Eux, ils ne se s'étaient jamais posé la question de leur origine. Tous les matins, ils s'incrustaient au point d'eau, jouant des coudes, louvoyant parmi les crocs, rampant entre les griffes ou se déjouant des ruades. L'interregnum se répétait depuis l'aube des temps, infiniment inchangé et inchangeable, à supposer que ce fût possible car, depuis le premier matin, pas un grain de poussière n'avait jamais été caressé par la morsure du vent. Les espèces de la nuit croisaient celles du jour dans un pacte de non-agression, permettant à chacun de s'abreuver avant que les maîtres diurnes ne prissent le pouvoir. Il fallait bien qu'une trêve fût tacitement signée pour que la vie imbibe les cellules des proies et des prédateurs et perpétuer l'énergie nécessaire à la reproduction qui permettrait de générer les holocaustes tapissant de vermeil la steppe, brunissant les buissons, pour former une antinomie avec le bleu azuréen des cieux.
C'était, c'est et ce serait toujours ainsi. Alors, à quoi bon les secondes, les prières, les plaintes, les réjouissances, l'espoir, l'angoisse ? Souvent, le crétinisme venait écraser l'intelligence mâtée par des générations d'isolement et de consanguinité. Il survivait toujours une once d'intelligence qui transmettait les secrets du feu, la fabrication d'un arc ou le modelage d'une poterie.
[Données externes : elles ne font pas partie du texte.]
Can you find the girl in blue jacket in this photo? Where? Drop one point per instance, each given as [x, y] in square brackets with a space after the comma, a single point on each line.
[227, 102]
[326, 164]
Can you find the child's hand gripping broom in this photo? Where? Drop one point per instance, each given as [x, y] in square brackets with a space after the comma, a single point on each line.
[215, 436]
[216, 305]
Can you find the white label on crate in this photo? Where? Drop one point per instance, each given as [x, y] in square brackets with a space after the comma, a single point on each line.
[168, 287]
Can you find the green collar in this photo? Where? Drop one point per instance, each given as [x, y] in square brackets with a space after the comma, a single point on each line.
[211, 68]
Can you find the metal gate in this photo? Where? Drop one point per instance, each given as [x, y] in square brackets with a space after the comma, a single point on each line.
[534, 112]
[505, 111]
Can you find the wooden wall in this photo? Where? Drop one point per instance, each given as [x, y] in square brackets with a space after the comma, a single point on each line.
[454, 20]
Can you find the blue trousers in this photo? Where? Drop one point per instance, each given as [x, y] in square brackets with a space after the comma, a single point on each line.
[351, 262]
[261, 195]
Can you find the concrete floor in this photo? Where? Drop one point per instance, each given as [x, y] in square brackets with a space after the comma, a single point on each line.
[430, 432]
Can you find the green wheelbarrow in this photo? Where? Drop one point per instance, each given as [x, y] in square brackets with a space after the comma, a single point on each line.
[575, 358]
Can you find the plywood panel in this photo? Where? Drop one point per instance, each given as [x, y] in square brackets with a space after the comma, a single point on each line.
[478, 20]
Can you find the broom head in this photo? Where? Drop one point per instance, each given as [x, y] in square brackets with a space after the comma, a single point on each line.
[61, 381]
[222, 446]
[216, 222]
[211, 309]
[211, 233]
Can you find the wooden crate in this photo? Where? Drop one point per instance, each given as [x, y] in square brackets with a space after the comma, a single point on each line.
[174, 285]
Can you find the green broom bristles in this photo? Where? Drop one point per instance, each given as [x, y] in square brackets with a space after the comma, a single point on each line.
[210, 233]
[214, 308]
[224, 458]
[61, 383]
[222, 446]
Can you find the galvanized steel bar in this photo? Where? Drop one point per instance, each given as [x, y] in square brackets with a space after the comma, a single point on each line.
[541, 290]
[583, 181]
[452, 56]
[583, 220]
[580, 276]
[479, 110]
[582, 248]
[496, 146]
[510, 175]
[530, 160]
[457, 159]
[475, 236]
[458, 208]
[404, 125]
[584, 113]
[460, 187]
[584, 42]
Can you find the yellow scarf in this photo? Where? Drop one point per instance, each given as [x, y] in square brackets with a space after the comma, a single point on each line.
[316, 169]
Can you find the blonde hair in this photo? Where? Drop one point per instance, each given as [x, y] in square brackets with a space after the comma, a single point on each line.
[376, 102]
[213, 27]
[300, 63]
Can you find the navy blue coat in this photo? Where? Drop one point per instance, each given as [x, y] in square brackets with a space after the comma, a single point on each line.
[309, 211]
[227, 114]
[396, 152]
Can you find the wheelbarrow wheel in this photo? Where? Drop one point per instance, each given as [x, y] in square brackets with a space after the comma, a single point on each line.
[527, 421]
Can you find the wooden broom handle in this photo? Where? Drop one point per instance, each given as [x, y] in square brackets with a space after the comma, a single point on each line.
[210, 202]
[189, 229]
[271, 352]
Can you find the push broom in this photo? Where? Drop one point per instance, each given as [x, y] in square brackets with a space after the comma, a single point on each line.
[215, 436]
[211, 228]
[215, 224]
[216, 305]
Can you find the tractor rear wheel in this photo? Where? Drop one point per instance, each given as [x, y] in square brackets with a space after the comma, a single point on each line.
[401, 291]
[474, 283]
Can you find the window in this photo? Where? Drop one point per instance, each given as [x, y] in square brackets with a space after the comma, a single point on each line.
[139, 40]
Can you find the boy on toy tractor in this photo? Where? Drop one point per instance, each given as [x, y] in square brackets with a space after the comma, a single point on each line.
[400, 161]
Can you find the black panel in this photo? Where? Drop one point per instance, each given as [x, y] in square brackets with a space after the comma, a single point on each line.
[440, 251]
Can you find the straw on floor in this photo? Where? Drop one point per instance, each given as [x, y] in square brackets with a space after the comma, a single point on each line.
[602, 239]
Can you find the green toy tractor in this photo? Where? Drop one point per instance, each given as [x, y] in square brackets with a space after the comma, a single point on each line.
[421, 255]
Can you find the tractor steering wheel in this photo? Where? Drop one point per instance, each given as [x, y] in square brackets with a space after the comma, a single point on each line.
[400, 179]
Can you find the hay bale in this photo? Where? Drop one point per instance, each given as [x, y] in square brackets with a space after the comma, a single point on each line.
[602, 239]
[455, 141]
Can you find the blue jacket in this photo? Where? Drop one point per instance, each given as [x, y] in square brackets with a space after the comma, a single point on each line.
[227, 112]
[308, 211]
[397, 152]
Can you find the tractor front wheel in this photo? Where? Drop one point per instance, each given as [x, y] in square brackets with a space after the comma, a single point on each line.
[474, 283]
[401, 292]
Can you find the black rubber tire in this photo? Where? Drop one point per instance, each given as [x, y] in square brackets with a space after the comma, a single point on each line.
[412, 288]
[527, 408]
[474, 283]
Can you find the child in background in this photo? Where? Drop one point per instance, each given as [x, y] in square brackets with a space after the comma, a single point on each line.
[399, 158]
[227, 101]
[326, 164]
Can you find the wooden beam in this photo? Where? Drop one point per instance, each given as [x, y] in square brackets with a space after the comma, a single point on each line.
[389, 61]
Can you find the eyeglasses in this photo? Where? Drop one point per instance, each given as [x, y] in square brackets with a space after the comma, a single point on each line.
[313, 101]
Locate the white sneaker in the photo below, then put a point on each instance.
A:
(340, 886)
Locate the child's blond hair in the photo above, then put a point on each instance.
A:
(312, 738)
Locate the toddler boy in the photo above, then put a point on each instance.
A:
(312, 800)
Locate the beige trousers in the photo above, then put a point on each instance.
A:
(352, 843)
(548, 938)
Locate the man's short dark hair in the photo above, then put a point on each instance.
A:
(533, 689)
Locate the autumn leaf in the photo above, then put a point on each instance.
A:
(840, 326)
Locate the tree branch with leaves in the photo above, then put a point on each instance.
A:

Ils arrivèrent. Il fallait choisir, mais le dilemme n'était guère de leur monde. La civilisation n'attendait pas. Les consommateurs et, plus encore, les dividendes avaient saisi que pour préserver leur joli pavillon et leur salon en teck importé d'Indonésie, le dernier smartphone à la batterie bourrée de lithium, le séjour à Dubaï, il était urgent de sauver la planète.
Avec 4000 heures d'ensoleillement annuel, on trouva le nouvel Eldorado qui sauverait l'humanité. Des champs de panneaux voltaïques tapissèrent l'horizon. Par mansuétude et en dédommagement de leur déportation vers la grande ville, on offrit aux Kusys des taudis en parpaing et en tôle ondulée.
Ils crevèrent à petit feu. Ils avaient pourtant accès à un robinet sur la place. Ils découvrirent le modernisme et les bienfaits de l'argent. Ils n'eurent plus à lutter contre l'hostilité de la nature. Ça coule de source.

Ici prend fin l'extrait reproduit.